The app, which doesn’t even have an English listing in the App Store yet, started showing English translations to some users, according to Shanghai resident, Mathieu Bouchara.
Bouchara said that not only was his app’s interface in English, Chinese addresses were also getting automatically translated.
However, this might be more trouble than it’s worth for English-speaking users, he noted in an email.
Addresses were not spelled out in Chinese phonetics, but pretty much machine-translated for meaning, thereby becoming an entirely different word in English. That’s likely to be confusing for some, who will suddenly be presented with English approximations of landmarks, rather than their Chinese names.

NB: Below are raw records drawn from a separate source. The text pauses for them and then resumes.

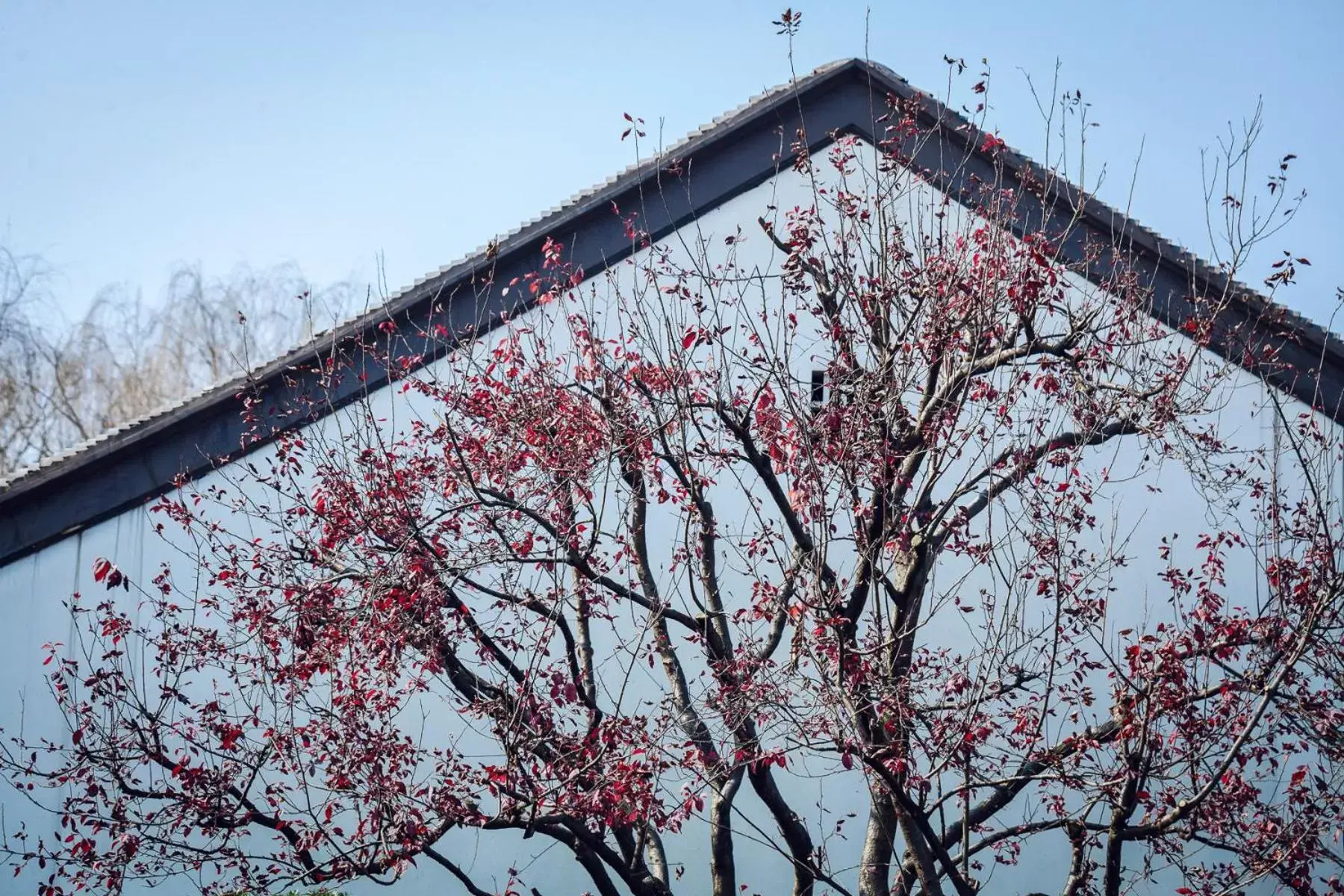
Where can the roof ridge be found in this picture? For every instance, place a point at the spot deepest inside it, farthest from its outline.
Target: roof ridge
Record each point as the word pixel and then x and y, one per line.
pixel 1104 215
pixel 410 292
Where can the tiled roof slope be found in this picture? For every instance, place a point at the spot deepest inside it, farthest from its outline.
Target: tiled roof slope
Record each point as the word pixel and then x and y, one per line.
pixel 408 294
pixel 28 487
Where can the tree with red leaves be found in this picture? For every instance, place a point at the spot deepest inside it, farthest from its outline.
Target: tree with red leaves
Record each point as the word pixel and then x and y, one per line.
pixel 688 561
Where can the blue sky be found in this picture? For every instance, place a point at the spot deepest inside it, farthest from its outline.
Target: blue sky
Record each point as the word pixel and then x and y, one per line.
pixel 143 134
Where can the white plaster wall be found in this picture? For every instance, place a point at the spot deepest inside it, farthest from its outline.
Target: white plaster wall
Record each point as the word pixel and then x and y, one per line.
pixel 34 591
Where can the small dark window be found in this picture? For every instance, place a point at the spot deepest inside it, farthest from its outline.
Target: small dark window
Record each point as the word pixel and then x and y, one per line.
pixel 819 388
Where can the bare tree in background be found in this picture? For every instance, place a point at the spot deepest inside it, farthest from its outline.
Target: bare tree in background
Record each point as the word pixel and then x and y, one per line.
pixel 63 383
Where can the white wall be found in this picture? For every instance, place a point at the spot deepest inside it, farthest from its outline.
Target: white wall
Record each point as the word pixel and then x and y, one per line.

Bouchara said he was headed to “Tai Fu Ming Di Nan Men,” but realised the Chinese characters were gone from the address. He wasn’t shown the hanyu pinyin, or phonetics version either, but “Territory Shanghai China South Gate” — a phrase that didn’t make sense to him.
The app’s help section was also translated to English, but parts of the app such as user credits remain in Chinese for now.
Didi’s English version appears to be in closed trial. Several China-based users with phones set to English we spoke to said their apps were still in Chinese.
Didi’s effort to translate to English likely helps fill the gap left behind by Uber, which all but exited the country last year after selling its Chinese business to Didi.
The U.S. taxi app couldn’t handle the cost of competing with the massive Didi — itself a merger of two huge warring taxi companies, when Kuaidi Dache and Didi Dache decided to stop fighting and become one in 2015.